A seguito di licenziamento per riduzione del personale, il lavoratore, ritenendo illegittimo tale atto di risoluzione del rapporto di lavoro, ha convenuto in giudizio il proprio datore di lavoro per ottenere la condanna del medesimo alla reintegra nel precedente posto di lavoro, con le consequenziali statuizioni risarcitorie, nonché al pagamento dell’indennità sostitutiva del preavviso e dei crediti retributivi ancora dovuti.
La sentenza passava in giudicato per mancata impugnazione da parte del datore di lavoro.
Il datore di lavoro rimaneva inadempiente sia all’ordine di reintegra sia alla statuizione di condanna al pagamento delle somme riconosciute in sentenza, motivo per cui il lavoratore promuoveva procedura esecutiva per il recupero delle somme dovute.
In particolare, con riferimento alla reintegra, il datore di lavoro proponeva al lavoratore, in diverse occasioni, una nuova assunzione con qualifica e mansioni, però, differenti rispetto al posto di lavoro occupato in precedenza, motivo per cui il lavoratore rifiutava.
A quel punto, il datore di lavoro adiva il Tribunale di Siracusa – Sez.
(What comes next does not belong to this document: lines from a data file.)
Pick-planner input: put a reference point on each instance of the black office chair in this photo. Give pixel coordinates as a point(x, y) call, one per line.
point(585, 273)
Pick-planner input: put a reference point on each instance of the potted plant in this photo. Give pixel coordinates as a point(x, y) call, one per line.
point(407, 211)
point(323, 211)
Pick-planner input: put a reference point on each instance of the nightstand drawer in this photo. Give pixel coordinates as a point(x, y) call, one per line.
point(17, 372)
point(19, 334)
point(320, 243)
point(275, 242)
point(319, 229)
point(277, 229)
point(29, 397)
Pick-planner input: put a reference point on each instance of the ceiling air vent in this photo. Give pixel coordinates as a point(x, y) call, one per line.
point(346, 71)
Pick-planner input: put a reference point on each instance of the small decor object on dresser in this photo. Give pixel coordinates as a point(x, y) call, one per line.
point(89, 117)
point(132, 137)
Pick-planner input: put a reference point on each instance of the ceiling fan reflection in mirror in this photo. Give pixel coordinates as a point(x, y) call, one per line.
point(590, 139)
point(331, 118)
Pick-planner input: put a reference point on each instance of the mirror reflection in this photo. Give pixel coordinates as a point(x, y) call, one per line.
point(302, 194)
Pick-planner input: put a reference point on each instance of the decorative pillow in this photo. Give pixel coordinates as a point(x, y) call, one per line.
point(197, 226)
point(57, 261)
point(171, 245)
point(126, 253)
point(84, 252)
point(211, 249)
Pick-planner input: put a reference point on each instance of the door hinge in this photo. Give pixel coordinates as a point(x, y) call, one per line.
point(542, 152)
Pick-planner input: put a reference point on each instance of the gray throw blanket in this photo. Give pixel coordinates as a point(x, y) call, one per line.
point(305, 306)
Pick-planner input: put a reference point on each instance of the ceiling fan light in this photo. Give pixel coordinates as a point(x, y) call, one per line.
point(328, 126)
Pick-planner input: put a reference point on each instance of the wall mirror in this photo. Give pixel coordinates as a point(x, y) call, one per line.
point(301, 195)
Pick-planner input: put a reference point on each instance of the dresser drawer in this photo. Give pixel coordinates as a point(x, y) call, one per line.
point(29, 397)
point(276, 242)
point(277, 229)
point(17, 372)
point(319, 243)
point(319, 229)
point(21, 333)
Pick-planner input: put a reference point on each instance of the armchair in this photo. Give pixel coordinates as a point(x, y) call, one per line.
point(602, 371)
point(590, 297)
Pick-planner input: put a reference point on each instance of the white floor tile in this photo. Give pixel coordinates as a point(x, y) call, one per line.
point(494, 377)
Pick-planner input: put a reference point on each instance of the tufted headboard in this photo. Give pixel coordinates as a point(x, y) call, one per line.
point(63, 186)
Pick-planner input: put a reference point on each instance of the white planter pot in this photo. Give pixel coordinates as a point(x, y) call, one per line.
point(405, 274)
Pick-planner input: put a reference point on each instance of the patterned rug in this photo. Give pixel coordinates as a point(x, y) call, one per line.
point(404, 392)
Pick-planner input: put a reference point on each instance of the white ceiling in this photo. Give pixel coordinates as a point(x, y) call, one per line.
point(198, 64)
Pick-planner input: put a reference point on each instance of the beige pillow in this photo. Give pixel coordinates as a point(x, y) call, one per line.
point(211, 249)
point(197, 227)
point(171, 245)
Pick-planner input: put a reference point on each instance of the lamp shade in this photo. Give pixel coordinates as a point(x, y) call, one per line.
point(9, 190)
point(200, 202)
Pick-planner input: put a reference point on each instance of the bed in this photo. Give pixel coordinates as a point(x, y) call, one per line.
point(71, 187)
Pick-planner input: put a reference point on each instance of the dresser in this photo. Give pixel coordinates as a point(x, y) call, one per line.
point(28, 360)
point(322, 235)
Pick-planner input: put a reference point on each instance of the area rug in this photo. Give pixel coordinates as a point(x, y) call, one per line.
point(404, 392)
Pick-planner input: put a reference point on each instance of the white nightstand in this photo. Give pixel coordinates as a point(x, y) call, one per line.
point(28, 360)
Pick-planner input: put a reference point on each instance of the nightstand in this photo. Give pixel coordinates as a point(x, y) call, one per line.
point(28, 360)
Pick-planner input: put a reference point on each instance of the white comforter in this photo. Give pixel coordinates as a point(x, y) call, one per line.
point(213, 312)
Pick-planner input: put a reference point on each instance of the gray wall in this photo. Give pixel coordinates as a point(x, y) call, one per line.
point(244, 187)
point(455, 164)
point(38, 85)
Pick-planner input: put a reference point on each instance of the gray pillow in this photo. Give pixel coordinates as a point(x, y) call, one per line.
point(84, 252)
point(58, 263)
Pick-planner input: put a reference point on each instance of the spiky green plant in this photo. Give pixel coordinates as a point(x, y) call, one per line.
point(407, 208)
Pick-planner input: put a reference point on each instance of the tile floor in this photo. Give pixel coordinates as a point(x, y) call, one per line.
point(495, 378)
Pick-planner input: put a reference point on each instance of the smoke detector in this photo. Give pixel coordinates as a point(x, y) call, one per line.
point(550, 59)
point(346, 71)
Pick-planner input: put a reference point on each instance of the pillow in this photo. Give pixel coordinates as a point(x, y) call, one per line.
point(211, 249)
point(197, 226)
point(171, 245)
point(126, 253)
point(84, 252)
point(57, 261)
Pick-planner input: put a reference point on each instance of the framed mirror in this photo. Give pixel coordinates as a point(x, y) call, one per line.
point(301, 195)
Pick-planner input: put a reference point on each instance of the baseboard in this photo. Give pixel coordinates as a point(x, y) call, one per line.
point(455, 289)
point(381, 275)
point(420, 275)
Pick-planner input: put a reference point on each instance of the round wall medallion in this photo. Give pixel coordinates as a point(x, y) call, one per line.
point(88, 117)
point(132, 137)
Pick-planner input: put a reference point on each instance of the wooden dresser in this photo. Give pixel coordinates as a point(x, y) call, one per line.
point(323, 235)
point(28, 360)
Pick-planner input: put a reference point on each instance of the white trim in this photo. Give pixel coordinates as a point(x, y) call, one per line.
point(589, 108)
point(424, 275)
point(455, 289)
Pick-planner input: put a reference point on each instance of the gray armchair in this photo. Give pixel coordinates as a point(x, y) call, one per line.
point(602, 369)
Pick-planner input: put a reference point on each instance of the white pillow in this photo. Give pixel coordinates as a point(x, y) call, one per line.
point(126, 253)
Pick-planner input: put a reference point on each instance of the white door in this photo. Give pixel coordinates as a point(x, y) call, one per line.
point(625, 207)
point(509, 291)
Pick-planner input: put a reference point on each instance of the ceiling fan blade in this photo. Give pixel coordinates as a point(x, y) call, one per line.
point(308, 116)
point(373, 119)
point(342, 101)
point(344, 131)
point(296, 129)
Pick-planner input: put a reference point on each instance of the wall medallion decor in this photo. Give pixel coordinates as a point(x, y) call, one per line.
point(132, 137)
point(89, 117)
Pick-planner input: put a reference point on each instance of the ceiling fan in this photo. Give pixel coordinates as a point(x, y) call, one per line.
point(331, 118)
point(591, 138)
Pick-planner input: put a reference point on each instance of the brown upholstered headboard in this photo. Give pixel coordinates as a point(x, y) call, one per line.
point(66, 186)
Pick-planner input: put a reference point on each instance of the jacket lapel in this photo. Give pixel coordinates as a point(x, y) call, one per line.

Lav. – ritenendo che il lavoratore non poteva vantare nei suoi confronti alcun credito per le somme che avrebbe potuto percepire in data successiva alle offerte di lavoro sopra richiamate, se le avesse accettate, e chiedeva che dal credito riconosciuto al lavoratore a titolo di risarcimento del danno venissero dedotte le somme che avrebbe percepito quest’ultimo se avesse accettato le suddette proposte di lavoro.
In primo grado, il Tribunale di Siracusa dava ragione al lavoratore, ritenendo che le proposte lavorative del datore di lavoro avessero natura differente dall’adempimento dell’obbligo di reintegrazione statuito precedentemente con la sentenza del medesimo Tribunale.
Non ritenendosi soddisfatto, il datore di lavoro proponeva appello dinanzi alla Corte d’Appello di Catania, la quale anch’essa dava ragione al lavoratore, patrocinato dall’Avv. Stefano Galofaro, accogliendo l’eccezione preliminare formulata dal lavoratore e condannando il datore di lavoro al pagamento anche delle spese processuali.
Infatti, i Giudici di secondo grado hanno statuito che il datore di lavoro avrebbe dovuto far valere le proprie doglianze nell’ambito della sopra citata procedura esecutiva intrapresa dal lavoratore per il pagamento delle retribuzioni non corrisposte, attraverso lo strumento dell’opposizione all’esecuzione e non già, in via autonoma, attraverso un giudizio di cognizione ordinaria, tardivamente intrapreso con il ricorso che ha originato la sentenza impugnata e che, quindi, è stato respinto.